The global tally for confirmed cases of COVID-19 climbed above 117.6 million on Wednesday, according to data aggregated by Johns Hopkins University, while the death toll rose above 2.6 million.
Almost 67 million people have recovered from the illness.
The U.S. has the highest case tally in the world at 29 million, or about a quarter of the global tally, and the highest death toll at 527,699, or about a fifth of the global toll.
Brazil has the second highest death toll at 268,370 and is third by cases at 11.1 million.
India is second worldwide in cases with 11.3 million, and fourth in deaths at 158,063.
Mexico has the third highest death toll at 191,789 and 13th highest case tally at 2.1 million.
The U.K. has 4.2 million cases and 125,032 deaths, the highest in Europe and fifth highest in the world.

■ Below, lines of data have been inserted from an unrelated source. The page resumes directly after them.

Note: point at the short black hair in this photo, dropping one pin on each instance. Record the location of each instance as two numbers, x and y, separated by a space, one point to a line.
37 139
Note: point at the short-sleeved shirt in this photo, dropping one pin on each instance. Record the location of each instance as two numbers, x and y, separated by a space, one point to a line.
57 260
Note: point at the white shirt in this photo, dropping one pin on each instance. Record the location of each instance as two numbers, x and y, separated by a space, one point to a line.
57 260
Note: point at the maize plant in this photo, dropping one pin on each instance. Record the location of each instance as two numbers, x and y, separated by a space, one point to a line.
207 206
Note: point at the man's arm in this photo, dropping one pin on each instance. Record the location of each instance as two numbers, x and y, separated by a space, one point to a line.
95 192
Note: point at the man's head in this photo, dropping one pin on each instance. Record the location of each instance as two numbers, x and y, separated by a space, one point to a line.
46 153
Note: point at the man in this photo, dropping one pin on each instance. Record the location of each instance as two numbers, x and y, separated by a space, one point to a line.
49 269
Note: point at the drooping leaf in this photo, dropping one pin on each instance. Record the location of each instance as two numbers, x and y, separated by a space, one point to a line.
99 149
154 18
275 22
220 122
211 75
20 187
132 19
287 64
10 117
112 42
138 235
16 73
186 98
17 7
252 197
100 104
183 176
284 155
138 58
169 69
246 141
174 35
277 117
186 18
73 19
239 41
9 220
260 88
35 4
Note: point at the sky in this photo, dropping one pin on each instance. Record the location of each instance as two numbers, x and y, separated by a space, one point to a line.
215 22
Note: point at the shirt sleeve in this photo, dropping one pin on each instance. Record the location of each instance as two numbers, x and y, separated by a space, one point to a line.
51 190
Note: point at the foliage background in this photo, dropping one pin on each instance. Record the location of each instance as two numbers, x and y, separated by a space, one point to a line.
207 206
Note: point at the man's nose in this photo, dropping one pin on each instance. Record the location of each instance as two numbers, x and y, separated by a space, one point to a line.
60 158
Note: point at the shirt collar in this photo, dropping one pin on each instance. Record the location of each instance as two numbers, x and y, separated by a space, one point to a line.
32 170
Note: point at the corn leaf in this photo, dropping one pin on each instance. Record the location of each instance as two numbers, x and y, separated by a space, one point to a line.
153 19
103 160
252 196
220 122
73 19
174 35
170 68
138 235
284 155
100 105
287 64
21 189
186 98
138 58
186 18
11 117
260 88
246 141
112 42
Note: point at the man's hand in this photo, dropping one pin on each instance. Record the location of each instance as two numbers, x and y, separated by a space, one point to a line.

China, where the virus was first discovered late last year, has had 101,175 confirmed cases and 4,838 deaths, according to its official numbers.
What’s the economy saying?
The cost of U.S. consumer goods and services rose in February at the fastest pace in six months largely because of higher gas prices, nudging inflation closer to levels seen before the coronavirus pandemic, MarketWatch’s Jeffry Bartash reported.

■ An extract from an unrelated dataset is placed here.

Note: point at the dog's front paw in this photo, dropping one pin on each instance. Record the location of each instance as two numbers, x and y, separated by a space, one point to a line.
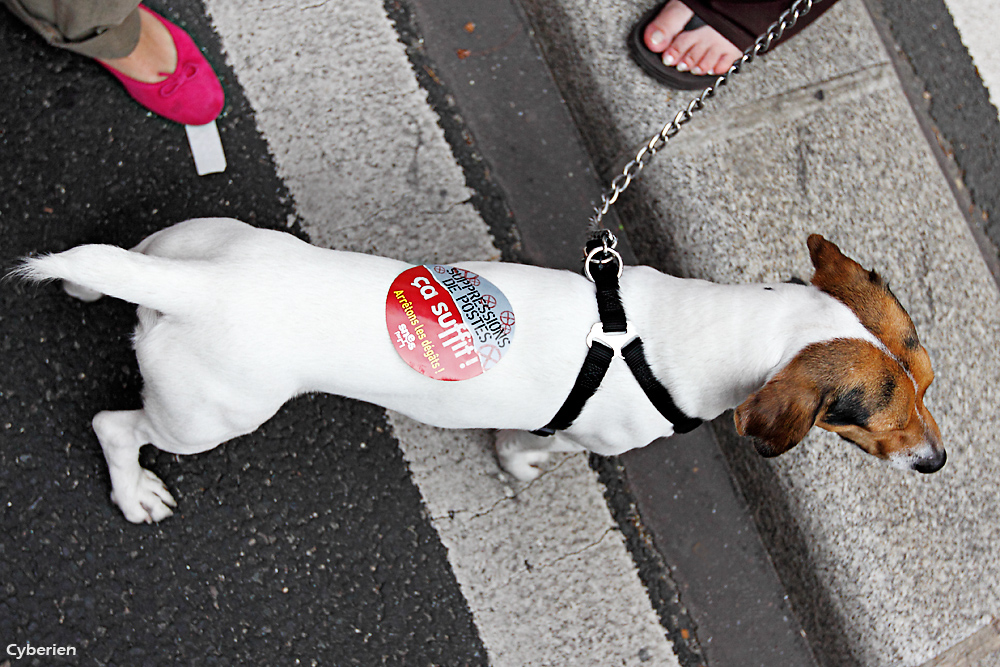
147 502
519 455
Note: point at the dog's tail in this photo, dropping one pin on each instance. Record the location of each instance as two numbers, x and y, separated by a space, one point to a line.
161 283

The consumer price index advanced 0.4% last month, the government said Wednesday, matching the estimate of economists polled by Dow Jones and The Wall Street Journal.
The rate of inflation over the past 12 months moved up to 1.7% from 1.4%.
Many economists predict the level of inflation could match or even exceed its pre-pandemic pace of 2.3% by the middle of the year as the U.S. recovery gathers momentum. Coronavirus cases are falling again, millions of Americans are getting vaccinated, and Congress is set to approve nearly $2 trillion in fresh financial aid.
The Federal Reserve, the nation’s inflation watchdog, is prepared to let prices rise above 2% for an extended period without raising interest rates. Central bank leaders predict any sharp increase in inflation after the economy fully reopens is likely to be temporary.
“Inflation fears are overdone,” said chief economist Scott Brown of Raymond James.
“Outside of rising energy costs, inflation pressures remained relatively tame in February,” said chief investment officer Jim Baird of Plante Moran Financial Advisers. “That’s likely to change in the near term, but outsized increases over the next few months aren’t likely to become entrenched.”